Whoopers work to survive
By by Ray Kirkwood, - Certified Texas Master Naturalist, whooping crane specialist
March 16, 2010 at midnight
Updated March 15, 2010 at 10:16 p.m.
One of the icons of Texas is in trouble. The whooping crane has been a symbol of Texans' love of the wild for many years.
This magnificent bird nearly vanished from the earth during the 1930's and 40's.
But due to good fortune and much hard work by Texans and Canadians, the whooping crane recovered to a record 270 birds in the fall of 2008.
However, during the winter of 2008 and 2009, things went very wrong here in South Texas, and it hasn't been much better this winter.
To understand what went awry, you need to know what the whooper needs to survive our winters.
The whooping crane is an omnivore - he can and will eat nearly anything. But in order to thrive, he needs an abundance of blue crabs in the waters along the coast during the winter.
And not just any blue crab; one that is at least an inch across the shell but not so big that it is too hard for the crane to dispatch. Silver-dollar size is about right.
Now, at that stage of the blue crab's life, it needs water that has some salt in it, but is not nearly as salty as the waters of the Gulf of Mexico. When the water is roughly half as salty as Gulf waters, it is ideal for blue crabs.
Also, when the water is only that salty, the whooping crane can drink it. What happens when the water gets too salty?
The crabs disappear, and the cranes must fly inland to find a fresh water pond to drink from.
The whooping crane is deprived of his staple diet (the blue crab) and must expend extra energy just to get a drink of water. And, of course, it is around these fresh-water ponds that the bobcats and alligators hang out.
If you were here in South Texas last winter, you know that we were in one of the worst droughts in history. We had not had any significant rainfall in nearly two years.
This fact alone would have made the waters of the whooping cranes' habitat saltier. But this situation has happened before, and the cranes survived the dry spell.
The drought was not the major reason for the whoopers' problems. The coup de grace for the cranes last winter was the fact that the Guadalupe River nearly went dry. Never before has this spring-fed river been so low, and it is the flow from this river that keeps the water of the whooping crane habitat within the salt tolerance of the crabs and cranes.
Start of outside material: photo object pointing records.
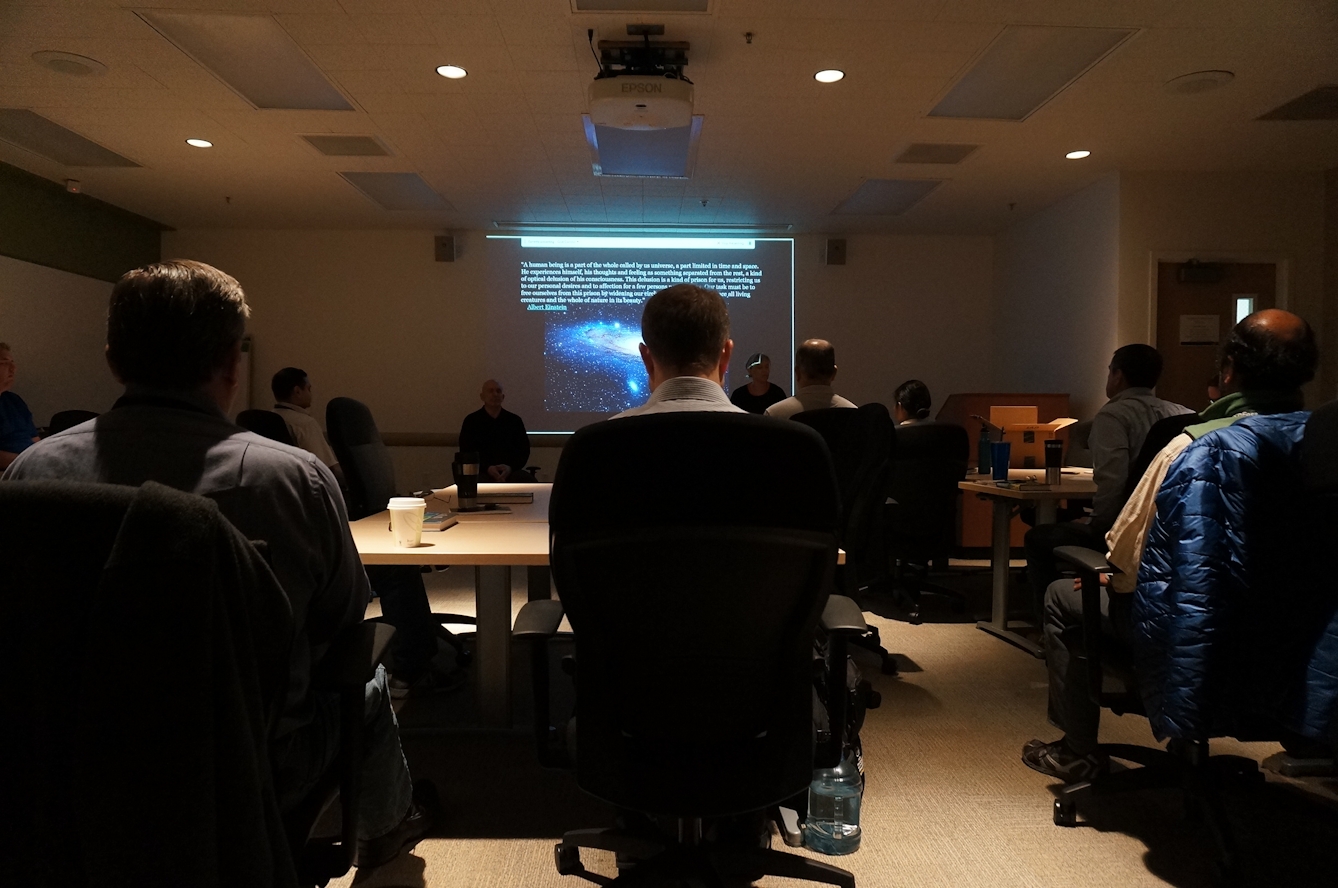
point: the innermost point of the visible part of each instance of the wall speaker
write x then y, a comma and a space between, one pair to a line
444, 248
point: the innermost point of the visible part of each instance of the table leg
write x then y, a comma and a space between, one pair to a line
997, 625
493, 645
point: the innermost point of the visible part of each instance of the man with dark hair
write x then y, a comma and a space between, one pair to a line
174, 335
1267, 359
685, 348
815, 369
1115, 440
16, 429
292, 391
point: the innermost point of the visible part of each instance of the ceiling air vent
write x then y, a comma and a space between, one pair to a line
36, 134
348, 146
1319, 103
935, 153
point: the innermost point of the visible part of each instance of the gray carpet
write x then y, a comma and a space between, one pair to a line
947, 800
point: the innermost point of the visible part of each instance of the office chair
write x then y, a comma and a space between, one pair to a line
266, 424
154, 647
371, 483
862, 443
693, 601
1259, 635
922, 518
68, 419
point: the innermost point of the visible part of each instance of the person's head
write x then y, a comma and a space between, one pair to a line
1270, 349
491, 395
7, 368
292, 387
759, 368
1135, 365
177, 325
815, 363
913, 401
685, 332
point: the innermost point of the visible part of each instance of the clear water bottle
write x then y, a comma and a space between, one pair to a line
832, 825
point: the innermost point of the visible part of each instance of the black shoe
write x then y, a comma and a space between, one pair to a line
1061, 762
416, 824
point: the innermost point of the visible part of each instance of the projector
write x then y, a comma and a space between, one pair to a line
640, 102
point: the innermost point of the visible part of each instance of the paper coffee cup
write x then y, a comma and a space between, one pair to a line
407, 519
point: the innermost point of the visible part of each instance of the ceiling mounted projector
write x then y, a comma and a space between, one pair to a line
640, 84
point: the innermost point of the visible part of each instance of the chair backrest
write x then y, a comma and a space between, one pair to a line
693, 554
862, 443
930, 460
363, 456
266, 424
68, 419
98, 772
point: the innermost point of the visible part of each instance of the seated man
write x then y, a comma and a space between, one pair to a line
815, 369
1115, 440
498, 436
1267, 359
292, 392
685, 349
174, 335
16, 429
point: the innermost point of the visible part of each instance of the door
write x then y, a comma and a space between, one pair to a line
1196, 309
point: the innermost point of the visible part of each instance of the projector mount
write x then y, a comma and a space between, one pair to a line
642, 58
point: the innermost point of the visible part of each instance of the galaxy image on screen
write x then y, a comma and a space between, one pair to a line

Even in a normal year, we don't get enough rainfall here to offset the water evaporated by the sun.
Even in a normal year, we need the waters of the Guadalupe River to flow to keep our coastal waters healthy.
Last winter, coastal waters got much saltier than the Gulf of Mexico from a combination of the drought and low water flow from the Guadalupe.
The blue crabs disappeared; the whooping cranes got hungry and thirsty; 23 whooping cranes died.
The migration brought 270 whooping cranes here in the fall of 2008. Only 247 left here in the spring of 2009.
This winter the rains came, but they came too late. The blue crabs have not had time to reproduce. The whooping cranes are wandering around outside their normal habitat looking for something to eat.
The one good thing is that with our current abundance of rain, the cranes have been able to drink the water. None have starved so far, although one baby has died.
Still, as these most famous of winter Texans get ready to make their long trip back to their summer home in Canada, they are not as strong and healthy as they should be.